Against the “New Hume”
Abstract
Is Hume, or is he not, a realist about what Galen Strawson calls “Causation” (with a capital “C”) and Simon Blackburn calls “thick connexions”, that is, necessary connexions between events that go beyond functional relations of regular succession? With this “New Hume” debate now in its third decade, one might feel entitled to wonder whether there is any determinate answer to be had. Both sides have found plenty of Humean quotations to throw at their opponents, passages which taken in isolation might appear to settle the question in their favour. At the same time, both sides have been able to construct plausible accounts of why their opponents’ favoured quotations lack the force that they initially appear to have, and some of these accounts have been not only plausible but philosophically illuminating, unearthing subtle complexities in Hume’s thought which promise – whatever the eventual outcome of the debate – to leave Hume scholarship much richer than had the debate never arisen.

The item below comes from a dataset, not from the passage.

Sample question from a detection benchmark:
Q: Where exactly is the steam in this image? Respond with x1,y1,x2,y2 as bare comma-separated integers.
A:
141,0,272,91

This might suggest that the appropriate response is to give up the quest for a definitive answer, to see partial truth on both sides, and to acknowledge that Hume’s thought contains an unresolved tension, with strains both of realism and antirealism about Causation.1 But such a reaction, though natural, would I believe be premature, for two related reasons, concerning respectively the importance to Hume of his theory of causation, and its intimate – but sometimes under-explored – relationships with other aspects of his thought.